Article

Hiding behind your parent

25th March 2024

A woman in a business suit sitting at a table with colleagues during a employment appeal tribunal.

In Fasano v Reckitt Benckiser Group (1) and Reckitt Benckiser Health (2) the Employment Appeal Tribunal (“EAT) somewhat reluctantly made a finding that had the consequence of leaving the claimant without a remedy, despite a discriminatory act occurring. The conclusion reached was that a discriminatory decision made by a parent company, and which impacted on an employee of a subsidiary, could not be attributed to the subsidiary – the actual employer.

The employee in question was employed by Reckitt Benckiser Health Ltd (“RBH”) and was awarded shares and options under RBH’s parent company, Reckitt Benckiser Group plc’s (“RBG”) long-term incentive plan (“LTIP). The vesting of these shares and options were dependent on RBG’s performance between 1 January 2017 and 31 December 2019.

The employee retired on 30 June 2019 and for the purposes of the LTIP was classed as a good leaver, which meant he would be entitled to a pro-rated amount under the LTIP. Unfortunately for the employee, the performance of RBG in the relevant period was such that no awards under the LTIP would vest.

In order to retain existing senior employees of the group, RBG changed the rules of the LTIP – the change being that for those employed on 18 September 2019, 50% of the award would vest regardless of RBG’s performance. As the employee had retired on 30 June 2019 he did not benefit from this change and so didn’t receive an award under the LTIP. It was estimated that under the changed scheme his award would have been around £1.2m.
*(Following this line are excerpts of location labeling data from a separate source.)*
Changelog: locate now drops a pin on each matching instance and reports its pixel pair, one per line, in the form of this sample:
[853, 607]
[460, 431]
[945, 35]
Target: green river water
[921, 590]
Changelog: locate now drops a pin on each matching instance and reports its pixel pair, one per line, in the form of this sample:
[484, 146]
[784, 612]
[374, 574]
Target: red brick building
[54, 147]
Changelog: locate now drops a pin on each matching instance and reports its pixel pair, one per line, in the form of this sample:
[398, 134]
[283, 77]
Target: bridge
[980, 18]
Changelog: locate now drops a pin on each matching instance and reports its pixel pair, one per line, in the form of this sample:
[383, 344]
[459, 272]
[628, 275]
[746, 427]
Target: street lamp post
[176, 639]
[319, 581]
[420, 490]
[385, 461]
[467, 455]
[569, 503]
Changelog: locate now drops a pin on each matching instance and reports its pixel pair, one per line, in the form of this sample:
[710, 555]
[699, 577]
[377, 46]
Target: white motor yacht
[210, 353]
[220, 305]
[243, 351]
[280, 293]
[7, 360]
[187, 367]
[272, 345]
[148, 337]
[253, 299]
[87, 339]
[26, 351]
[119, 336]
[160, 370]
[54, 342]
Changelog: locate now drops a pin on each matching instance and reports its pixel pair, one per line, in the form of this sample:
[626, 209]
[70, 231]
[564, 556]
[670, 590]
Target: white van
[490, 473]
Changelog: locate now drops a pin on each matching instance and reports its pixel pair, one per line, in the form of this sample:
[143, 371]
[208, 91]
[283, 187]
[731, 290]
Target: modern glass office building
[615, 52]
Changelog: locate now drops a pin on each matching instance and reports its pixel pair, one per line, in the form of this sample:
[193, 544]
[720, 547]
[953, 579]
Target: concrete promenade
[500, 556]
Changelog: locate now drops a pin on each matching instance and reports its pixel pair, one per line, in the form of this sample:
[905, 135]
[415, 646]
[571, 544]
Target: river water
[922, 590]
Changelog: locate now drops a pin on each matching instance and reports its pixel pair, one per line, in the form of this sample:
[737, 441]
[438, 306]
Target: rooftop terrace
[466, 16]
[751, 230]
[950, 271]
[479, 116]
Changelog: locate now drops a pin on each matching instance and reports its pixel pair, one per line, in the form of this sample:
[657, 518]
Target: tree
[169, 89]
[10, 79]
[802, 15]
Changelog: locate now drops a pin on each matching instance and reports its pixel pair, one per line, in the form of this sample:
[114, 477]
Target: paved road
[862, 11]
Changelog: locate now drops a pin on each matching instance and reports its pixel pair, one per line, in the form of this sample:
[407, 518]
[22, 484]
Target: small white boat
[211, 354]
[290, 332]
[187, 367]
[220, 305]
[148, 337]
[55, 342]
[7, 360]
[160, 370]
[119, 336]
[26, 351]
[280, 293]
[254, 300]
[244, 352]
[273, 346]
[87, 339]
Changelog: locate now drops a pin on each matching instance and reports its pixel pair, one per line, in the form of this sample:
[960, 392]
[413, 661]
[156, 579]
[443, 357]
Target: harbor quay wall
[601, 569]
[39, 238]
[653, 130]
The employee brought an indirect age discrimination claim. The employment tribunal (“ET) found that the claim failed as the PCP – as identified by the employee – of being employed on 18 September 2019 was a proportionate means of achieving a legitimate aim, namely retaining senior staff. The ET also found that RBG was acting as an agent for RBH – the employer – and so both companies could potentially have been liable.
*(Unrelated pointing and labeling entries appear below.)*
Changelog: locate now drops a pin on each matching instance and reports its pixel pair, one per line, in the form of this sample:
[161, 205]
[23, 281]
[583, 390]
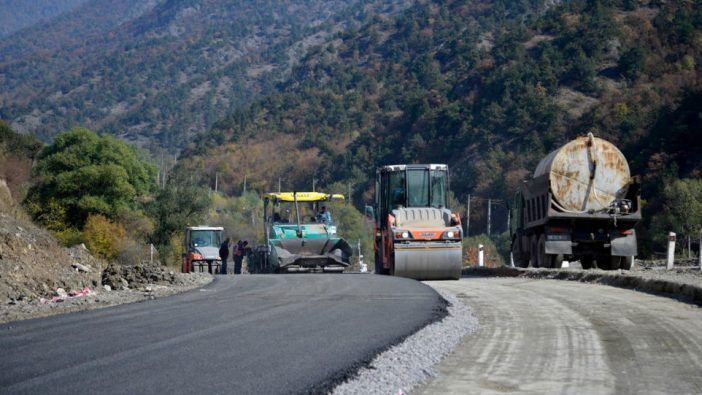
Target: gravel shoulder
[683, 282]
[404, 366]
[546, 336]
[101, 297]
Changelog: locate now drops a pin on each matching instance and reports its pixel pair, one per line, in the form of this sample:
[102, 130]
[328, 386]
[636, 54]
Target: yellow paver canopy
[303, 196]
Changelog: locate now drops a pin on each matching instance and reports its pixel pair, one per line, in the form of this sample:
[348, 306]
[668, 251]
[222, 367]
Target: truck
[580, 204]
[201, 245]
[300, 235]
[416, 234]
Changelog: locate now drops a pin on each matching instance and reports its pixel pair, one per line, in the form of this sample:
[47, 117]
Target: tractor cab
[201, 247]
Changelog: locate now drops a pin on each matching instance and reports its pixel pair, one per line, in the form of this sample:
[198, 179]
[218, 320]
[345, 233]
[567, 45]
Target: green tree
[683, 206]
[181, 203]
[81, 174]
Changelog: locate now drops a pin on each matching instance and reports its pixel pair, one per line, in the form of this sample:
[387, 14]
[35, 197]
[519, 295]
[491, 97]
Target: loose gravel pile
[102, 297]
[412, 362]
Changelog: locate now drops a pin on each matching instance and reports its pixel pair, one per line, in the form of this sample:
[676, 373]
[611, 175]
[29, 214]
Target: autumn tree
[83, 173]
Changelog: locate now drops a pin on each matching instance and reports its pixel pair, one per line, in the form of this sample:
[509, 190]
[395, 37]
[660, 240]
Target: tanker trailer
[581, 204]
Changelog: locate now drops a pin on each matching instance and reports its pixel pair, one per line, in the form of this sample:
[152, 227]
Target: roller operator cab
[202, 249]
[301, 235]
[416, 235]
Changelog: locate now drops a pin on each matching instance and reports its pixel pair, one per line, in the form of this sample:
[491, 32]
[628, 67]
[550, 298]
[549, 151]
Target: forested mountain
[155, 71]
[487, 86]
[18, 14]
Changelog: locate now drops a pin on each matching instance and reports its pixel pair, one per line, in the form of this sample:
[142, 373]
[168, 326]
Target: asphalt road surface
[548, 336]
[249, 334]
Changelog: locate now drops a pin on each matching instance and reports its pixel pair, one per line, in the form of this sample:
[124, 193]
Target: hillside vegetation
[18, 14]
[489, 87]
[153, 72]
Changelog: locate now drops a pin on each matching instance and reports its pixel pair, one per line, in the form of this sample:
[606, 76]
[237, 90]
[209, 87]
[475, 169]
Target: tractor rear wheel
[587, 262]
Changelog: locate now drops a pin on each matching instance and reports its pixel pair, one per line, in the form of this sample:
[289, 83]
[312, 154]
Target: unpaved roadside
[545, 336]
[684, 283]
[100, 297]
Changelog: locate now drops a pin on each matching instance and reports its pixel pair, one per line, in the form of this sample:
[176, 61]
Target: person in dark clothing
[239, 255]
[224, 254]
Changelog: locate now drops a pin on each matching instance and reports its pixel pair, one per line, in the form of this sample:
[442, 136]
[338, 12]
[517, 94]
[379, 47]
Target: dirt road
[547, 336]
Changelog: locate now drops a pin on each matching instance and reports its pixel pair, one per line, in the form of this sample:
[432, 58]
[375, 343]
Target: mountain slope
[155, 72]
[18, 14]
[489, 87]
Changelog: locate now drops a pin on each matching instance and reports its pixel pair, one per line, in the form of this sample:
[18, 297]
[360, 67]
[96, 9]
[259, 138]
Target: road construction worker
[224, 254]
[324, 216]
[239, 255]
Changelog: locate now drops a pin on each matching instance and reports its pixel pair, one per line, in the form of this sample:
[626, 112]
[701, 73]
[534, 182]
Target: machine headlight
[402, 234]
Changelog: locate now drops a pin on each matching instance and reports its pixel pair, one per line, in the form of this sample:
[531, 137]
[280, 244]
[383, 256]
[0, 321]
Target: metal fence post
[671, 250]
The EAT agreed with the ET’s outcome but for entirely different reasons – in fact the EAT determined that the ET was wrong on the justification point. The EAT accepted that the LTIP change was a means of retaining staff, which was a legitimate aim, however the PCP that caused the disadvantage – namely the date at which an employee had to been employed on in order to benefit from the changes – was not a means for achieving that aim as those excluded had already left employment and so could not be retained. Therefore the legitimate aim of retaining staff was not capable of justifying the PCP.
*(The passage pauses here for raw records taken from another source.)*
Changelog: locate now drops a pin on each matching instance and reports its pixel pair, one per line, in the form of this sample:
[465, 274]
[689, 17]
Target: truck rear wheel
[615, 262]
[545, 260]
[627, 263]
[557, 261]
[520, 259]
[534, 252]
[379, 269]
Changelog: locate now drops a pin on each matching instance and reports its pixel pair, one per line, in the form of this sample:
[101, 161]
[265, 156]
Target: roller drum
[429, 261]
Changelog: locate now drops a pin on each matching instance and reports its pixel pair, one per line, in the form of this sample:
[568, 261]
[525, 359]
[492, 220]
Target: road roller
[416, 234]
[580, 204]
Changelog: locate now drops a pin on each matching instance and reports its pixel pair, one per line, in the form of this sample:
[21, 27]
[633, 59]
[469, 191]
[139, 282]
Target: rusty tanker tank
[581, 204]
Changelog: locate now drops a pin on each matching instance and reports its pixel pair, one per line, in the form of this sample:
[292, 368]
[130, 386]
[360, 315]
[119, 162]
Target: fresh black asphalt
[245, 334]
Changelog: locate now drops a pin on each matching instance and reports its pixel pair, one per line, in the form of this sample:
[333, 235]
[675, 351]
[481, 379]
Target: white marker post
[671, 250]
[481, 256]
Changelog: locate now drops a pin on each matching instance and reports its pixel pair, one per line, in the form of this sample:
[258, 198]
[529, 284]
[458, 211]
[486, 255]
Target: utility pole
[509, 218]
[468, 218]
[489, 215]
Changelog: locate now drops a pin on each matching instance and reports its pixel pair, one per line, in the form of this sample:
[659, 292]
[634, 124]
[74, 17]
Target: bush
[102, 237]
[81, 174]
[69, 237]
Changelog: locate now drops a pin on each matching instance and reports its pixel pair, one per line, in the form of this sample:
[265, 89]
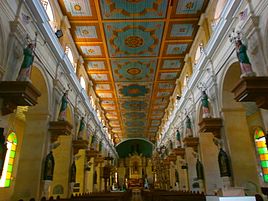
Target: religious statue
[3, 150]
[177, 176]
[92, 142]
[95, 176]
[199, 170]
[63, 107]
[81, 129]
[49, 167]
[25, 70]
[73, 173]
[100, 146]
[189, 132]
[225, 170]
[245, 65]
[146, 183]
[205, 106]
[178, 138]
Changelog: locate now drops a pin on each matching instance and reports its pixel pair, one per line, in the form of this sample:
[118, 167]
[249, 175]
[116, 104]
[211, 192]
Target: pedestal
[179, 152]
[212, 125]
[46, 192]
[252, 89]
[58, 128]
[191, 142]
[17, 93]
[79, 144]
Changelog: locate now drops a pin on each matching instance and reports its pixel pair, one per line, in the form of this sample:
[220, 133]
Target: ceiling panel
[134, 51]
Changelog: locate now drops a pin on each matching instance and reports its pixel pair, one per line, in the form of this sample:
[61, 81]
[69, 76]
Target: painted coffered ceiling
[134, 51]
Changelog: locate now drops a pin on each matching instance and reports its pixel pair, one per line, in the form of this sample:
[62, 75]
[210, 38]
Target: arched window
[262, 152]
[198, 53]
[5, 179]
[83, 82]
[49, 12]
[69, 54]
[218, 11]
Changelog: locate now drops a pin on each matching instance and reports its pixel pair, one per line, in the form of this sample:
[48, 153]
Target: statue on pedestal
[178, 138]
[63, 107]
[73, 173]
[189, 132]
[93, 139]
[245, 65]
[49, 167]
[81, 129]
[25, 70]
[225, 170]
[3, 151]
[199, 170]
[205, 105]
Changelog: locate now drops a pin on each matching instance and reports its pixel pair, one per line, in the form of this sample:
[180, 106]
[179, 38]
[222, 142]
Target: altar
[135, 183]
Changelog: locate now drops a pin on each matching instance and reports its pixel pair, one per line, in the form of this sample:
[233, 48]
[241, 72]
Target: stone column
[30, 164]
[241, 148]
[191, 161]
[63, 162]
[209, 154]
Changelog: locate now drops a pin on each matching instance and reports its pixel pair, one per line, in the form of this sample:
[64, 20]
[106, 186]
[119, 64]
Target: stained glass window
[262, 152]
[5, 179]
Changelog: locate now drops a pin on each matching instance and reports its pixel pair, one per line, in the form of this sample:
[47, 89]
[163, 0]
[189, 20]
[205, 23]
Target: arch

The main point of the EAT decision was that it was the parent company, RBG, who had made the change to the LTIP and there was no evidence that RBG were acting as RBH’s agent in making those changes.

Therefore the employer, RBH, could not be liable, even if the other points had succeeded. The law around agency is complex and there’s not one clear indicator of where agency applies, rather you have to look at the facts as a whole. One essential feature of agency, however, is that the principal; in this case RBH, authorises the act by the agent, which was not the case here. Just because the companies were in the same group and RBG made decisions for the benefit of RBH was not enough to establish agency.

The EAT also indicated that, due to the “unpalatable” outcome here it may be that parliament needs to look at the lacuna in the law that this case highlights – albeit the EAT did suggest that the claim could have been presented in an alternative way which might have yielded a different result but did not elaborate on what this alterative way could be.

Key takeaways:

  1. Where any PCP is used, ensure that the PCP itself is actually a proportionate means of achieving a legitimate aim, or put another way, the PCP itself must be justified, not simply the overall change(s) being made. In this case the PCP was not in fact a means, let alone a proportionate means, of achieving the legitimate aim of retaining staff, it was simply an arbitrary date at which an employee had to be employed to benefit from the LTIP changes.
  2. It cannot be assumed that a parent company or other group company is acting as agent for the employing company, as in many cases it may well not be. Therefore, it could be that discriminatory decisions made by a parent company will not fix the actual employer company with legal responsibility.